There was some useful discussion about the appropriate way to assess the cost of the superannuation tax concessions during the Henry review.

The following is a discussion from section 3 of the Henry review Retirement income consultation paper issued in December 2008:

Box 2.1: Concessionality of the superannuation taxation arrangements(a)

Under a comprehensive income tax benchmark the concession to superannuation is the difference between the tax paid if the superannuation contribution and the earnings were taxed as income at the individual's personal tax rate (plus the Medicare levy) and the tax paid in the fund (generally 15 per cent). Under this benchmark the superannuation concessions have an estimated cost to revenue of over $26 billion in 2007-08 (Australian Treasury 2007).

An alternative way to calculate the value of the tax concession is to use an expenditure tax benchmark. The two types of expenditure tax benchmarks are: a pre-paid expenditure tax based on direct taxation of labour income with an exemption for saving; and a post-paid expenditure tax based on the taxation of a direct measure of expenditure or of goods and services.
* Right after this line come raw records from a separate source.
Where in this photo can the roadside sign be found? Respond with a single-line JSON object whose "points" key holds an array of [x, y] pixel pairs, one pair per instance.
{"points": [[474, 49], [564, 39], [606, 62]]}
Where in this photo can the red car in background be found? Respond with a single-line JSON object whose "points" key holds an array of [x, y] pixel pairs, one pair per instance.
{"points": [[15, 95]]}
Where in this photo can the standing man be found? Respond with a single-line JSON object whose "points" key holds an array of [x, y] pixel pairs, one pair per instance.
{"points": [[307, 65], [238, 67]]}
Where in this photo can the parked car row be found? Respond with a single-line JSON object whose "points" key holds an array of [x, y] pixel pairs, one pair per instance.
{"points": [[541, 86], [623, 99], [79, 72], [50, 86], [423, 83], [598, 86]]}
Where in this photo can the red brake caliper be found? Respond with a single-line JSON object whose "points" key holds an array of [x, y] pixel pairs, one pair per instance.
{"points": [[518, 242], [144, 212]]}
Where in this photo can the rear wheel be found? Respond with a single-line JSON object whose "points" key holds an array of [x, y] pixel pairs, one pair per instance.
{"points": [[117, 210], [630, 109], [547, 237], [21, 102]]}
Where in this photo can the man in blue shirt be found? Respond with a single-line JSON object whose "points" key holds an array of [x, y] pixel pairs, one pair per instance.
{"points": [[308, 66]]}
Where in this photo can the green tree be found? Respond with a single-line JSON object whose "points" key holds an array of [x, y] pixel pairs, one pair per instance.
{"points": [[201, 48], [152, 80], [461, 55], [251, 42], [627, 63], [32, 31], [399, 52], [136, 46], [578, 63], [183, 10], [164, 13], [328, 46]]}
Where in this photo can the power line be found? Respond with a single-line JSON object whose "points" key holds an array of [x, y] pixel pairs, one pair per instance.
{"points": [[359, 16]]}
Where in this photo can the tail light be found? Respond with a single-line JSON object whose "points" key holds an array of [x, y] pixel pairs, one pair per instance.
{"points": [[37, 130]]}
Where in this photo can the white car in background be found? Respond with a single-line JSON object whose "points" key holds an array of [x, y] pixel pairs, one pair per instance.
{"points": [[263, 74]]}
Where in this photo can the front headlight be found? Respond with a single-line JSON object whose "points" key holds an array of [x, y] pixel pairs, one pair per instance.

Under the pre-paid expenditure tax benchmark, the value of the concession is the difference between the tax paid if the superannuation contribution were taxed as income at the individual's personal tax rate (plus the Medicare levy) and the tax paid in the fund, less the tax paid on earnings in the fund. Benefits are tax exempt under this benchmark, which is consistent with the tax exemption of superannuation benefits in Australia's retirement income system. Under this benchmark, the superannuation tax concessions would have an estimated aggregate cost to revenue of $4.6 billion in 2007-08.
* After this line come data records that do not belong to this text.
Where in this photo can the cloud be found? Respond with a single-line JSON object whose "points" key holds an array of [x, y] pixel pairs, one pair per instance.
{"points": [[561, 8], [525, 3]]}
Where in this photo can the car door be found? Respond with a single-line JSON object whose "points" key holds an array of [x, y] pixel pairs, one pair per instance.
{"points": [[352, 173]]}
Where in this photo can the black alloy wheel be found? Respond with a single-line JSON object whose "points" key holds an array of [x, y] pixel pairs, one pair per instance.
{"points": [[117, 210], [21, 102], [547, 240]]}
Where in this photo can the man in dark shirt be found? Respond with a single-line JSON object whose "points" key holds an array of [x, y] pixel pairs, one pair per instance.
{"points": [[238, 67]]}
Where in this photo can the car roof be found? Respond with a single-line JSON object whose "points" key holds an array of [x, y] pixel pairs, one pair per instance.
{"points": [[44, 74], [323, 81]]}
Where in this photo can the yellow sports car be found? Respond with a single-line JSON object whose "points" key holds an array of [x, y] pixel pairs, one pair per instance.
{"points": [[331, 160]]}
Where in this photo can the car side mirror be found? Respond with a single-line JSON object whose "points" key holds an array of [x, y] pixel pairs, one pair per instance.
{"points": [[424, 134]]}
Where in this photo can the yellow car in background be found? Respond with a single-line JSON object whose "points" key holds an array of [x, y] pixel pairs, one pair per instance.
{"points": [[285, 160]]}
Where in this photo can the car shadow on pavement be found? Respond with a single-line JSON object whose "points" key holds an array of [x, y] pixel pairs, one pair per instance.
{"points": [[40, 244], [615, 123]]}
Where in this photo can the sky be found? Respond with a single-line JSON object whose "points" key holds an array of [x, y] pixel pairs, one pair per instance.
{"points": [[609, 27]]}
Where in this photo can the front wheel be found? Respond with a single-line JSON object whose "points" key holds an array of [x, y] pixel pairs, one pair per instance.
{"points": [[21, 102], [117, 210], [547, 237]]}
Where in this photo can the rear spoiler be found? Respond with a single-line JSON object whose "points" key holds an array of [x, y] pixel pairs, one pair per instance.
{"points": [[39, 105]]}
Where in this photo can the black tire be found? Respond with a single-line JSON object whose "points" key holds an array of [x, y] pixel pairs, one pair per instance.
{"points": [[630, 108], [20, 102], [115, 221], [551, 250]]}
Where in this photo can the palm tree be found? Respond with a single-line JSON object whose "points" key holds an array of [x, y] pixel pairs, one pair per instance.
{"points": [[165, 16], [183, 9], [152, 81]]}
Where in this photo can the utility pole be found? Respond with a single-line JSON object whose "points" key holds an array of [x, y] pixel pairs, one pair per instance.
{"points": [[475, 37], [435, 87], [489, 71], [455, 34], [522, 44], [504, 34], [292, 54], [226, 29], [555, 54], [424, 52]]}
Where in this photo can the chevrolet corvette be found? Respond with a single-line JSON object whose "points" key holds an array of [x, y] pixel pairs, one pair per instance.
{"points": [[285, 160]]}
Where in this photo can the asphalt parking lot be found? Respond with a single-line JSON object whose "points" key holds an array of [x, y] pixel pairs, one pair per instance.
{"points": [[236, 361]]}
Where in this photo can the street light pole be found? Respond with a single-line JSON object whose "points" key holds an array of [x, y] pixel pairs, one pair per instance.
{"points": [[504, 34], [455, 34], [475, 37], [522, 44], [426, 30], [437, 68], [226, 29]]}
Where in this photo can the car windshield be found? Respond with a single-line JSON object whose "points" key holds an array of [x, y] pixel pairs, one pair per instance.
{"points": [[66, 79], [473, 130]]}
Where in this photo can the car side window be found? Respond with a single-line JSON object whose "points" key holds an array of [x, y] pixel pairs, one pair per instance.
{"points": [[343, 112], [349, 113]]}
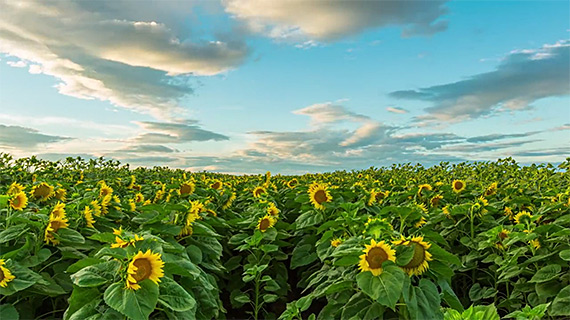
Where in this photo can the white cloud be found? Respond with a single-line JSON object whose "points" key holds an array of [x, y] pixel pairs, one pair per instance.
{"points": [[330, 20]]}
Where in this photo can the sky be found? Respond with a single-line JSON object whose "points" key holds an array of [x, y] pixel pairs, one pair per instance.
{"points": [[249, 86]]}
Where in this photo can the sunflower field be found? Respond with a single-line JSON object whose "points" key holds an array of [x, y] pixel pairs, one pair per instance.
{"points": [[94, 239]]}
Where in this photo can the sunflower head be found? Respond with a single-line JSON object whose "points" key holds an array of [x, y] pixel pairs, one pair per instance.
{"points": [[42, 191], [523, 217], [5, 274], [419, 262], [144, 266], [19, 201], [319, 194], [458, 185], [266, 223], [374, 255]]}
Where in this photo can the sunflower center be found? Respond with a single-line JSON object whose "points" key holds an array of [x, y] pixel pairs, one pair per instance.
{"points": [[320, 196], [419, 256], [375, 257], [264, 224], [185, 189], [144, 269]]}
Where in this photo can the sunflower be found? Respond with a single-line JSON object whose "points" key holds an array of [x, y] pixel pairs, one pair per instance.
{"points": [[522, 216], [19, 201], [272, 209], [105, 190], [458, 185], [60, 194], [96, 208], [491, 190], [319, 194], [374, 255], [59, 210], [54, 224], [42, 191], [258, 191], [292, 183], [15, 188], [5, 275], [144, 266], [187, 188], [423, 187], [336, 242], [87, 213], [266, 223], [435, 200], [419, 263]]}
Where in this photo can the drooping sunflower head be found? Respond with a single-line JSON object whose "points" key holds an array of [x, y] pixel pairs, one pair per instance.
{"points": [[266, 222], [258, 191], [42, 191], [374, 255], [144, 266], [5, 274], [319, 194], [15, 188], [458, 185], [187, 188], [419, 262], [19, 201], [216, 185], [523, 217]]}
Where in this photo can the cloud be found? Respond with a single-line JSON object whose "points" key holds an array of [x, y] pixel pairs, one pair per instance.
{"points": [[101, 50], [397, 110], [332, 20], [175, 132], [22, 138], [522, 78]]}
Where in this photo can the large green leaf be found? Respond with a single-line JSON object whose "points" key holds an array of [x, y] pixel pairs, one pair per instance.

Under the post-paid expenditure tax benchmark, both contributions and earnings would be tax-exempt but benefits would be fully taxable when paid. Under this benchmark the tax concession is expected to be less than under the pre-paid expenditure tax benchmark, as individuals will generally have a lower tax rate on their retirement income than their income while working.
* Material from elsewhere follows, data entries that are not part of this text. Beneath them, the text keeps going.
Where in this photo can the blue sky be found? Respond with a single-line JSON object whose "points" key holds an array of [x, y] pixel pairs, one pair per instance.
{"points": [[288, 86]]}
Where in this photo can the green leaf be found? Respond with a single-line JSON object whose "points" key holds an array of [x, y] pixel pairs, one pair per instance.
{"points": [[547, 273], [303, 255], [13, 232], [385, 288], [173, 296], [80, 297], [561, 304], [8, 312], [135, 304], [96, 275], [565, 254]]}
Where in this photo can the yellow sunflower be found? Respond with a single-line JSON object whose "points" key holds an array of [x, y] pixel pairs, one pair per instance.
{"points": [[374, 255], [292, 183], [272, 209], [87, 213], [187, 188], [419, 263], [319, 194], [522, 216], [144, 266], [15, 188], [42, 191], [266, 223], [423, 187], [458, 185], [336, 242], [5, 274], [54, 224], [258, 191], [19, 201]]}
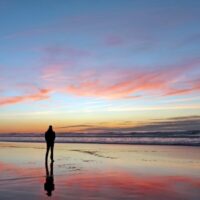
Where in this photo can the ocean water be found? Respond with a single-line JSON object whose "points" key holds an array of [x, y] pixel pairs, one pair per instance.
{"points": [[191, 138]]}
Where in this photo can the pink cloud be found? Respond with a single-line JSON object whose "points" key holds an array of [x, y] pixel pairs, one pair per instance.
{"points": [[114, 40], [42, 94], [127, 83]]}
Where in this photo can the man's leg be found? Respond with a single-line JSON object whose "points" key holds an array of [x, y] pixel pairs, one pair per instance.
{"points": [[52, 147], [47, 152]]}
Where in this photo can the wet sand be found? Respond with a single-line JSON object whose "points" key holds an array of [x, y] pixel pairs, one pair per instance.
{"points": [[99, 172]]}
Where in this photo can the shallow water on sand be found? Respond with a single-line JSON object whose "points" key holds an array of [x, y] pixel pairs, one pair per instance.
{"points": [[99, 172]]}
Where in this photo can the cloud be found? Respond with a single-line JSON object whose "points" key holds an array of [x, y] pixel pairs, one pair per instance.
{"points": [[42, 94], [114, 40], [188, 123], [133, 83]]}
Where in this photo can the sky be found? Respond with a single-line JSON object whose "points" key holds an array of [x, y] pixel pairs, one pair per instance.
{"points": [[97, 66]]}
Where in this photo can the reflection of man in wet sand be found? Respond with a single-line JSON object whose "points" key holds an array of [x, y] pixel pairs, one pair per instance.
{"points": [[50, 137], [49, 184]]}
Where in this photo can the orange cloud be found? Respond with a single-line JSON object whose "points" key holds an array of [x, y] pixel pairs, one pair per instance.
{"points": [[40, 95], [130, 84]]}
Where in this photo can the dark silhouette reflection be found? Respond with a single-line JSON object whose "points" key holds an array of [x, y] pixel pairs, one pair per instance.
{"points": [[50, 138], [49, 184]]}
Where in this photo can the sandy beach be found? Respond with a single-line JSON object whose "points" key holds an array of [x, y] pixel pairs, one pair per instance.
{"points": [[95, 171]]}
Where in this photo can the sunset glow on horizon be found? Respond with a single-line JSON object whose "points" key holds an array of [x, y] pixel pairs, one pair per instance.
{"points": [[99, 66]]}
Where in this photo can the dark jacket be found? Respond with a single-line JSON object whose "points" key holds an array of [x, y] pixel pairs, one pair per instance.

Under all these benchmarks, superannuation is taxed concessionally. However, the concessions are heavily weighted to individuals on higher personal tax rates.

(a) These estimates are not necessarily indicative of the cost of the superannuation concessions over the long term. The tax concessions help to reduce budgetary expenses in future years, particularly Age Pension payments, through the effect of the means tests.

Conclusion

When it comes to assessing future policy proposals, it will be important for the Council to be able to weigh the notional cost of proposed policies against expected future offsetting reductions in expenditure on the Age Pension and other economic benefits. This will involve developing a comprehensive framework of analysis which is able to combine these elements and be improved over time.

The Charter Group is attracted to the idea that the pre-paid tax expenditure method identified in the course of the Henry review is the place to start, but this will be a matter for the Council to determine.


2 APRA data show that the net compound annual growth rate of the superannuation system from June 1994 to June 2012 was 11.2 per cent.

3 Treasury estimates. Treasury uses a model called RIMGROUP to estimate the long term aggregate and distributional impact of superannuation policy changes. RIMGROUP is an actuarial increment and decrement cohort model which breaks each cohort into career earnings deciles and gender. Accumulations are modelled in seven account types within this group structure.

4 Australian Taxation Office, Annual report 2011-12, October 2012, Table 2.22 Administered expenses p. 60.

5 Portfolio Budget Statements 2013-14, Budget-Related Paper No 1.18 Treasury Portfolio, Table 2.16 p. 206.

6 Rothman, G. Modelling the sustainability of Australia’s retirement income system, July 2012 Paper presented to the 20th colloquium of superannuation researchers.